This article details the epidemiology and clinical manifestations of central nervous system (CNS) tuberculosis (TB), provides guidance for diagnostic imaging and CSF testing, and recommends treatment strategies for tuberculous meningitis and other forms of CNS TB, illustrating key aspects of diagnosis and management with case presentations.
Although improvements in our understanding of the pathogenesis and management of CNS TB have occurred over the past 50 years, the emergence of multidrug-resistant and extensively drug-resistant TB, the advent of acquired immunodeficiency syndrome (AIDS), and the subsequent availability of highly active antiretroviral therapy that can produce the immune reconstitution inflammatory syndrome have complicated the diagnosis and treatment of CNS TB. Advances in diagnostic assays promise to increase the speed of diagnosis as well as the percentage of people with a confirmed rather than a presumptive diagnosis. Advances in precision medicine have identified polymorphisms in the LTA4H gene that influence the risk for inflammation in patients with tuberculous meningitis.

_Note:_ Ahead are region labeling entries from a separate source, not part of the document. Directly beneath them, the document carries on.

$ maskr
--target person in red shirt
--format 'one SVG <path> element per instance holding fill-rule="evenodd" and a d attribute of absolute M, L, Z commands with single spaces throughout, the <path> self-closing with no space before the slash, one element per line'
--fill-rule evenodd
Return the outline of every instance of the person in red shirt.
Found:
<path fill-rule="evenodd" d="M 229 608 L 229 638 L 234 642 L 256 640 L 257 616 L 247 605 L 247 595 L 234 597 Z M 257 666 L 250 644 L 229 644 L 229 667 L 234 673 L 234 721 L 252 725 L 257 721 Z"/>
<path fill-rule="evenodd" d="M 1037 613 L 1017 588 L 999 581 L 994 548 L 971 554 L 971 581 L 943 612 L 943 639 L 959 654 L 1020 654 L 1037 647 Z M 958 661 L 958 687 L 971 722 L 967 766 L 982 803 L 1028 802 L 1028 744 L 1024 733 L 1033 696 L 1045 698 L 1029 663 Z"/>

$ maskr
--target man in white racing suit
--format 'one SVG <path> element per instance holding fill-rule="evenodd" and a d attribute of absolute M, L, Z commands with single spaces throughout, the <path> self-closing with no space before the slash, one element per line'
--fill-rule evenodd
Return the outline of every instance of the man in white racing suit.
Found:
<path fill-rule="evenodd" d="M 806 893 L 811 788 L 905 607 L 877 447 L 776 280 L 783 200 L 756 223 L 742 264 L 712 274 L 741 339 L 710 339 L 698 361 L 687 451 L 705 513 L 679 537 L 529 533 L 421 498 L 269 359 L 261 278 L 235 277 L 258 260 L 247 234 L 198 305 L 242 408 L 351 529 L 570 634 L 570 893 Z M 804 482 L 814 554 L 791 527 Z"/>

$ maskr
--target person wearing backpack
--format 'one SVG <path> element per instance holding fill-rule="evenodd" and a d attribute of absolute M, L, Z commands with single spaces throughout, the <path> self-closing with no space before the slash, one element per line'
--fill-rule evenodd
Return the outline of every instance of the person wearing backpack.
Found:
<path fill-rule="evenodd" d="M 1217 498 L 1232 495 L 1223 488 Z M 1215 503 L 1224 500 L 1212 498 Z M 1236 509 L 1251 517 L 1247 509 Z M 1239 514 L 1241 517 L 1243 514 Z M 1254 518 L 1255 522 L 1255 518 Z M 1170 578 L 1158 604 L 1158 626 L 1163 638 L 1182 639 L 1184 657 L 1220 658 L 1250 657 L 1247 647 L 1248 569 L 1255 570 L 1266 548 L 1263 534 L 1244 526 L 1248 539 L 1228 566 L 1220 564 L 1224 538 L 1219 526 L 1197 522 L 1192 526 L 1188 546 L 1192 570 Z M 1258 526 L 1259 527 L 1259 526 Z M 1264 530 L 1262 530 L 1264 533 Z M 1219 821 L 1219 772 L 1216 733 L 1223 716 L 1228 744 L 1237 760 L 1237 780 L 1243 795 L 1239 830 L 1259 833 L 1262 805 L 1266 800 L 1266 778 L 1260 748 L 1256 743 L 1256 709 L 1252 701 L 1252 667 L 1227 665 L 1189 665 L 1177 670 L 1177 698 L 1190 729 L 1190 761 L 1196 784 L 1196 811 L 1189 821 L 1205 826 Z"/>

CNS TB continues to be a major cause of morbidity and mortality, with the majority of people affected living in low-income and middle-income countries. Newer diagnostic assays promise to increase the speed of diagnosis and improve appropriate selection of antituberculous therapy and anti-inflammatory medications. Despite these advances, CNS TB remains difficult to diagnose, and clinicians should have a low threshold for initiating empiric therapy in patients with presumptive infection.